Chucherías y quincalla

Seres extraños

movil

El yayo Tasio lo descubrió por casualidad. Se había aposentado en un banco de la plaza para tomar aliento antes de completar su paseo matutino y aquel ser extraño puso el culo a su lado sin cruzar siquiera un saludo de cortesaría. Mientras el yayo cogía resuello aprovechando un rayito de sol, su impresvisto compañero tenía la cabeza gacha y los dedos electrizados. En sus manos sostenía un aparatito minúsculo que el abuelo, espiándolo de soslayo, no llegó a identificar a primera vista.
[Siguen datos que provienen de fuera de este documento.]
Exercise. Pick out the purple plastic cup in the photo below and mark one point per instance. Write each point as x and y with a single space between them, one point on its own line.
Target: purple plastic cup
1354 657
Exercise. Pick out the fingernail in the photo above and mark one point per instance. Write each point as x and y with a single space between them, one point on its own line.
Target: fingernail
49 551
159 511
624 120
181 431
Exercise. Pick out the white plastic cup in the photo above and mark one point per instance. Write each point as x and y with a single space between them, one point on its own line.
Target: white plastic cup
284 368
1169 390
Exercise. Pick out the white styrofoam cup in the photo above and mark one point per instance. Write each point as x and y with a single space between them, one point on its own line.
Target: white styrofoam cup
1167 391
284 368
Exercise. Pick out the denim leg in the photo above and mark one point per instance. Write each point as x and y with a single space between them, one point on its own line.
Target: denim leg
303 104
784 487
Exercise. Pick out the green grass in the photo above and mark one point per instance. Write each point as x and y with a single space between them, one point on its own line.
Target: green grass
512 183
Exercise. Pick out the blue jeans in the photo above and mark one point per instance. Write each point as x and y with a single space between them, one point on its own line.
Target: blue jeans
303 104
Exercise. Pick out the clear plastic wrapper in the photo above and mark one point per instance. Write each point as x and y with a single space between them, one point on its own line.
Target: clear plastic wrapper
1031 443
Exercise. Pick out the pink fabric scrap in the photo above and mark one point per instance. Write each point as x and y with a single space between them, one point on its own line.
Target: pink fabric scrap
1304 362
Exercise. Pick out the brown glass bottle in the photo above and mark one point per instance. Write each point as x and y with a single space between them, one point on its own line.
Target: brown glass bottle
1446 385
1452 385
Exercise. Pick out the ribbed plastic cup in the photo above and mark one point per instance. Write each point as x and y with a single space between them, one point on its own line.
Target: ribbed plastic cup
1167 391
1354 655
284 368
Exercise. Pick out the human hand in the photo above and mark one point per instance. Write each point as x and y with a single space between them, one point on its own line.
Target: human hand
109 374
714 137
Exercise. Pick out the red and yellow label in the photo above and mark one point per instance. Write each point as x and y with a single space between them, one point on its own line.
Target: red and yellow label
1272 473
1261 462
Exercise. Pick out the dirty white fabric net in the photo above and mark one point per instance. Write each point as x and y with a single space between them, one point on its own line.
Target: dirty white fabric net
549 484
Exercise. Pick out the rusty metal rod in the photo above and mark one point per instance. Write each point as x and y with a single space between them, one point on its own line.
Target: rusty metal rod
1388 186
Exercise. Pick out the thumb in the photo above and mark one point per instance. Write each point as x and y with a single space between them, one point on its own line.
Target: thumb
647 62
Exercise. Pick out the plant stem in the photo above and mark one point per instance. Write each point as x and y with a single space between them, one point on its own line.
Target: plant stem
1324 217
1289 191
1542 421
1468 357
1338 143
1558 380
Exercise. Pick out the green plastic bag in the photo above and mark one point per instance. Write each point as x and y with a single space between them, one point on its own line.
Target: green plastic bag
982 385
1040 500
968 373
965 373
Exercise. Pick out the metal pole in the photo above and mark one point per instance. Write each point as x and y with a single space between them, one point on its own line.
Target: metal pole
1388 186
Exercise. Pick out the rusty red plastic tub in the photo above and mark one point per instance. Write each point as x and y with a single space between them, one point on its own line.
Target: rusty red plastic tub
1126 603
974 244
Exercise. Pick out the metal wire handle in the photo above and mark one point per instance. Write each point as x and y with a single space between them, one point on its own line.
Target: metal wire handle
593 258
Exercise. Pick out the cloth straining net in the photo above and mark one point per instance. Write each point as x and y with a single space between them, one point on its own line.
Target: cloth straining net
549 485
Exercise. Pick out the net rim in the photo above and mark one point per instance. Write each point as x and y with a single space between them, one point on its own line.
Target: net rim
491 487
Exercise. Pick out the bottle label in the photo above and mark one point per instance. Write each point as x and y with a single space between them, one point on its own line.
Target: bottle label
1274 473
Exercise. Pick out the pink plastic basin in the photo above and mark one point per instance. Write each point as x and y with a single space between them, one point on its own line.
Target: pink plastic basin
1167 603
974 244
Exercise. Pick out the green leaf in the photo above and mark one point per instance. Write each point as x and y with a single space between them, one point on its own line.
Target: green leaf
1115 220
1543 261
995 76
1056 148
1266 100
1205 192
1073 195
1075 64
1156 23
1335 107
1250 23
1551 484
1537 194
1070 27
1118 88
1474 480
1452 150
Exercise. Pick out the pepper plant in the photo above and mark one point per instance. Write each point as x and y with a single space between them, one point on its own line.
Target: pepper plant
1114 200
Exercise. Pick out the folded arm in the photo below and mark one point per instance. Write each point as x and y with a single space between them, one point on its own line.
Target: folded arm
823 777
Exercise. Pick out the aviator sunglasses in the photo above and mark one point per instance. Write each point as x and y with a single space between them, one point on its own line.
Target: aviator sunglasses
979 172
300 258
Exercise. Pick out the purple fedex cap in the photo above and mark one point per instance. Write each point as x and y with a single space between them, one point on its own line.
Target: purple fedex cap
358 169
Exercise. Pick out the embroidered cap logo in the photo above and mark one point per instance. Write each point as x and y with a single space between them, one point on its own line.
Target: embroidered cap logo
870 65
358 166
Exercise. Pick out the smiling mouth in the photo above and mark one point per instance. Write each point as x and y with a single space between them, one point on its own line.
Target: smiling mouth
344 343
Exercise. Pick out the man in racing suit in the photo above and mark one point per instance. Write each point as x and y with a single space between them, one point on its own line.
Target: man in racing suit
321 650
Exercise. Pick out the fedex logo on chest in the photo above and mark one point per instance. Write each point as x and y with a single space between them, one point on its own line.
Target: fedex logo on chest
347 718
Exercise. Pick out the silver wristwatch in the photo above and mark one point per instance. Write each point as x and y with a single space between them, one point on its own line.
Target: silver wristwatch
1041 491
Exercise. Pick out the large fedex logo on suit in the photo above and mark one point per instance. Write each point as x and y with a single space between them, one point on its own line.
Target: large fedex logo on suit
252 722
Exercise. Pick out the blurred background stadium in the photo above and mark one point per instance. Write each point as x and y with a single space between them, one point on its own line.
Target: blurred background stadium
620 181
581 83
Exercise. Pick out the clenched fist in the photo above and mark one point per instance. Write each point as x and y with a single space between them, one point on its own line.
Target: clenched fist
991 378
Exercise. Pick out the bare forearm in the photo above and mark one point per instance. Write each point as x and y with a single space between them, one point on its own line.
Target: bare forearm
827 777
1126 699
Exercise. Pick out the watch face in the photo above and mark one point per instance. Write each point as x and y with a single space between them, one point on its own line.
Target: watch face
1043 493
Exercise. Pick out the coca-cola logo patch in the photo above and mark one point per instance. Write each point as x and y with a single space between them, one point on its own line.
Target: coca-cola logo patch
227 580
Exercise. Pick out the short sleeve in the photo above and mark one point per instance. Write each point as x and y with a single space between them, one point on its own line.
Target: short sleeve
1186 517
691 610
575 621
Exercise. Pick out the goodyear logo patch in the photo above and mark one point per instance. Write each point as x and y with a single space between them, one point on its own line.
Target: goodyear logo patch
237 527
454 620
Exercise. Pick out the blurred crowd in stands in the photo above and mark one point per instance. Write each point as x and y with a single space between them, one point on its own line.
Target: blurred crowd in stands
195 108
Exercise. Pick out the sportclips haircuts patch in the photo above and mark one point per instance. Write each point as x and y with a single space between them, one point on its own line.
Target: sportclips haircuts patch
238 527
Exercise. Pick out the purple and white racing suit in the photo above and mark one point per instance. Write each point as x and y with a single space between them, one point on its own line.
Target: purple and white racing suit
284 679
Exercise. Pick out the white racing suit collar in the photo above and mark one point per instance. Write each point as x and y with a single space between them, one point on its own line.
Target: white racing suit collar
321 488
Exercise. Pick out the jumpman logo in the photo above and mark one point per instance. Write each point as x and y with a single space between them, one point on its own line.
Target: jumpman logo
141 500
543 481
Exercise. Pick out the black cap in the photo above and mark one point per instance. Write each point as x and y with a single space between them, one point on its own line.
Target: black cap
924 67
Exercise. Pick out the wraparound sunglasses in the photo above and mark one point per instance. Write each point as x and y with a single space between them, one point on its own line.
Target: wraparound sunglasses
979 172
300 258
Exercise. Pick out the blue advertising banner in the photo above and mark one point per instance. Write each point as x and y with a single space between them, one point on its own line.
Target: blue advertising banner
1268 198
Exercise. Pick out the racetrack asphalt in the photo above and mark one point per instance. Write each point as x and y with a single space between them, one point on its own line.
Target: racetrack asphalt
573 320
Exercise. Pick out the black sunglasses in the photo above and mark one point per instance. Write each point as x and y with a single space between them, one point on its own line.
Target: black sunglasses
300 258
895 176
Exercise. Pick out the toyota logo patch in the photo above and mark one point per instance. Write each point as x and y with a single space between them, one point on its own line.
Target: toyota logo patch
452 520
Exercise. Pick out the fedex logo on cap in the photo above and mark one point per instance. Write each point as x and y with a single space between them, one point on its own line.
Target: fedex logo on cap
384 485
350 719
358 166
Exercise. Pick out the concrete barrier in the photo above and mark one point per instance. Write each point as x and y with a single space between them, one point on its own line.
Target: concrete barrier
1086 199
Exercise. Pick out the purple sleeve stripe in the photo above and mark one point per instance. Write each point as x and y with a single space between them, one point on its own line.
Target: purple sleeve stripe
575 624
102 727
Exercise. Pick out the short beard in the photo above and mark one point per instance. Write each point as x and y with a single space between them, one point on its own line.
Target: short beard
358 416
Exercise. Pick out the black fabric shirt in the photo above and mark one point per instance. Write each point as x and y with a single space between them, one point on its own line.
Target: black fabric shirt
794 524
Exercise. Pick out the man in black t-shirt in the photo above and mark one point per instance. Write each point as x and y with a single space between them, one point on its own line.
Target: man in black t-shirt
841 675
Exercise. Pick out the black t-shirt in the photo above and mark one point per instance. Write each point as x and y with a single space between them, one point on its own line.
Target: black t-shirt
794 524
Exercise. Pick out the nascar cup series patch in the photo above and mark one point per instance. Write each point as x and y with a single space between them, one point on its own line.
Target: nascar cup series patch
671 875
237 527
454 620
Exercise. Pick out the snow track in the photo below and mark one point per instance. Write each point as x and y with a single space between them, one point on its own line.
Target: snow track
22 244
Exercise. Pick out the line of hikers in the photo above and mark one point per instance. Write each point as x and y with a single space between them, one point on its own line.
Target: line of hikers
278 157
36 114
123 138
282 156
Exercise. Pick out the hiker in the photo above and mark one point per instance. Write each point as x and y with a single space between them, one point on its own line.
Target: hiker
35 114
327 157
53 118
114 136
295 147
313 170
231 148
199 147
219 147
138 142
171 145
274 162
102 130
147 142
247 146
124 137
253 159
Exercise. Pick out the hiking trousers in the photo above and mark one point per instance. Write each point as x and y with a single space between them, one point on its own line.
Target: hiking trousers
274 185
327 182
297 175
Era la hora del vermú y la plazuela estaba abarrotada. Los balones volaban delante de ambos, la chiquillería se tiraba por los toboganes, los camareros hacían equilibrios con la bandeja para surtir a las mesas de los bares que copaban los soportales. Los minutos pasaban entre el guirigay y aquel alienígena sin voz ni rostro seguía concentrado en una maquinita que, a pesar de su reducido tamaño, había levantado un descomunal muro de silencio entre él y Tasio. De pronto, desde uno de los veladores una pareja pegó un grito llamando a picotear unos humeantes calamares a la romana recién salidos de la cocina. El destinatario de la invitación era su vecino de banco, pero ni se inmutó. Seguía despatarrado, manejando mudo los pulgares con la habilidad de un neurocirujano, inmerso en una pantalla que le pedía pasar otra pantalla, superar el siguiente nivel, matar a los monstruos. El mundo que giraba alrededor de la plaza se había parado en aquel extraño ser que el abuelo por fin reconoció. Era un niño.